政治家の言葉の軽さ
小泉首相(当時)
「(イラクの)どこが戦闘地域か分かるはずがない」。国の首相の開き直り答弁である。名古屋高裁の「自衛隊の空輸先は戦闘地域」の違憲判決をみて、どう開き直るのか。
憲法は国の基本法につき大切にしなければならないが、同様に重いのは人の命だ。不幸にして、イラク派遣の自衛隊員に戦死者が出たとき、小泉氏は「不注意による事故死だ」とでも強弁するのだろうか。
舛添厚労相(自民)
「私は世界中で仕事をしてきたが、こんなにいい(高齢者の)保険制度はみたことはない」。相変わらずの自画自賛的な大言壮語。国民総反発の"うば捨て山"保険制度を、役人の指示通りに「こんないい制度」と言う無神経さに爆笑。
平沢勝栄衆議院議員(自民)
「問題があるとすれば変えればいい」。高齢者の医療制度の議連の結成で質問した記者のマイクにこう言った。これを分かりやすく言い換えると、「問題があるかどうかは分からないが、お年寄りが騒いでいるから、議連に入って何かやっているとのアリバイが必要だ」。
選挙を意識して結成する議連は、単なるガス抜きと国民向けのポーズに過ぎず、最後は執行部の脅しに屈して"流れ解散"となる。
井脇のぶ子衆議院議員(自民)
記者の質問に、「(高齢者の医療制度は)当選したばかりで法律の内容がよく分からないまま賛成した」。正直な人のようだが、小泉チルドレンの資質を証明している。この程度の議員の国会の賛成票が国民生活を脅かしている。政治の劣化は深刻である。
鳩山邦夫法相など失言大臣の釈明
「私の発言が誤解を招いたとしたら遺憾である」。これで、問題視していた野党は納得する不思議。

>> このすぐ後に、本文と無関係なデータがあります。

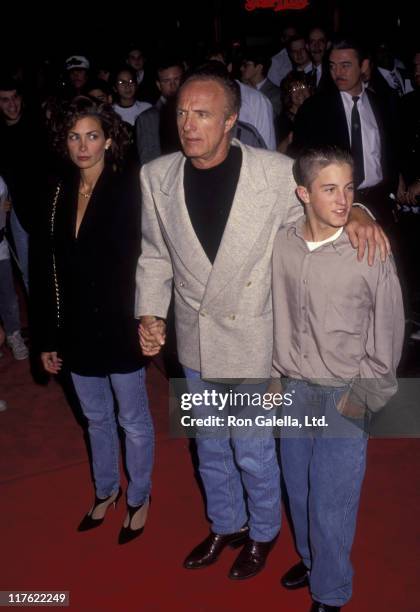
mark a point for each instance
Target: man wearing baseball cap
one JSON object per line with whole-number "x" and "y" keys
{"x": 77, "y": 67}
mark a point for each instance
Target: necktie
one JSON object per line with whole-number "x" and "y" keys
{"x": 397, "y": 84}
{"x": 357, "y": 144}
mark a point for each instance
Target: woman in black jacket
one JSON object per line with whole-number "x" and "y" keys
{"x": 87, "y": 265}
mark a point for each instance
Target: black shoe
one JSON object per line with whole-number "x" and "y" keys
{"x": 296, "y": 578}
{"x": 318, "y": 607}
{"x": 251, "y": 559}
{"x": 208, "y": 551}
{"x": 88, "y": 522}
{"x": 134, "y": 522}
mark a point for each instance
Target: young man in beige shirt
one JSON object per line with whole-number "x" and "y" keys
{"x": 338, "y": 333}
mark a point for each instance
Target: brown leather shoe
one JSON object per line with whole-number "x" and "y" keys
{"x": 319, "y": 607}
{"x": 251, "y": 559}
{"x": 297, "y": 577}
{"x": 209, "y": 550}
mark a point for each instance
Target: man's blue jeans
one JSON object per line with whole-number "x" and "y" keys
{"x": 323, "y": 469}
{"x": 231, "y": 461}
{"x": 97, "y": 401}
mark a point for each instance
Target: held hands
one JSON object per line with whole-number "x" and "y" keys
{"x": 51, "y": 362}
{"x": 152, "y": 335}
{"x": 362, "y": 230}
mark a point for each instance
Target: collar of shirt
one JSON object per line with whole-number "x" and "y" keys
{"x": 260, "y": 84}
{"x": 307, "y": 69}
{"x": 390, "y": 76}
{"x": 296, "y": 229}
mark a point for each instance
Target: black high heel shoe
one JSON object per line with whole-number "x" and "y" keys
{"x": 88, "y": 522}
{"x": 137, "y": 514}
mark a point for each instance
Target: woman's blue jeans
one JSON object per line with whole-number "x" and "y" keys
{"x": 96, "y": 396}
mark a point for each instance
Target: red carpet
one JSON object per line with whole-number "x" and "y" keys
{"x": 46, "y": 489}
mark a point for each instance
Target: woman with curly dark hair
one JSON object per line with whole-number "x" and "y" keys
{"x": 295, "y": 88}
{"x": 85, "y": 293}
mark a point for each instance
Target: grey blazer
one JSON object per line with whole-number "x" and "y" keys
{"x": 223, "y": 313}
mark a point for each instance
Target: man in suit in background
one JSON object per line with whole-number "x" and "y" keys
{"x": 156, "y": 132}
{"x": 210, "y": 215}
{"x": 357, "y": 120}
{"x": 254, "y": 69}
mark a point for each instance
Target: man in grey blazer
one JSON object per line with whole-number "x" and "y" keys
{"x": 210, "y": 216}
{"x": 254, "y": 70}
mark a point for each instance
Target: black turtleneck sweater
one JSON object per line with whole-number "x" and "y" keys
{"x": 209, "y": 195}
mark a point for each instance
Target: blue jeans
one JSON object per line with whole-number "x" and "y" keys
{"x": 97, "y": 401}
{"x": 9, "y": 308}
{"x": 21, "y": 240}
{"x": 231, "y": 461}
{"x": 323, "y": 469}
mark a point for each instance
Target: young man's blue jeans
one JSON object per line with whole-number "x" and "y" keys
{"x": 21, "y": 240}
{"x": 234, "y": 459}
{"x": 323, "y": 469}
{"x": 9, "y": 308}
{"x": 97, "y": 401}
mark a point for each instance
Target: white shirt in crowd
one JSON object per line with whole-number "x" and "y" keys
{"x": 257, "y": 110}
{"x": 280, "y": 67}
{"x": 4, "y": 248}
{"x": 130, "y": 113}
{"x": 371, "y": 138}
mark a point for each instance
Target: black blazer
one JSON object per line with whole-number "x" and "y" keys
{"x": 90, "y": 321}
{"x": 321, "y": 120}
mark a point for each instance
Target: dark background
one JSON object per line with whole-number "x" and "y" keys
{"x": 33, "y": 33}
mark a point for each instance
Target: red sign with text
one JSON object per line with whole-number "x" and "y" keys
{"x": 276, "y": 5}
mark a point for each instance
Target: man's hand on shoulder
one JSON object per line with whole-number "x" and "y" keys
{"x": 152, "y": 335}
{"x": 362, "y": 230}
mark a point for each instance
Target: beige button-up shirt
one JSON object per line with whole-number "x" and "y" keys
{"x": 336, "y": 320}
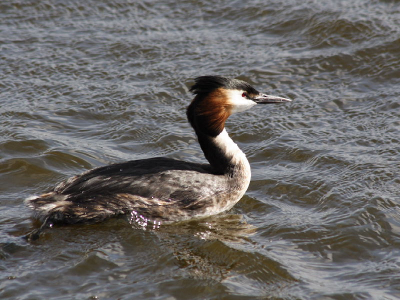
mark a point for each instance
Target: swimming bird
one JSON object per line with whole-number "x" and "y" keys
{"x": 165, "y": 190}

この発言を直訳するとこうである。「発言自体に問題はない。正しく解釈しないほうが悪いと思うが、真意が伝わらなかったのは遺憾である」。
土井たか子・社民党代表(当時)
当時の小泉首相への質問で、「(田中真紀子)外相は女性だけあって、さすがにいいことをおっしゃる」とやった。仮に、発言者が男性で、「女性」を「男性」と置き換えて言った場合、同じ政党の議員、特に女性議員は黙って見過ごすのだろうか?
足を踏まれた側はいまだにその痛みが癒えず、この党への投票行動には二の足を踏むのである。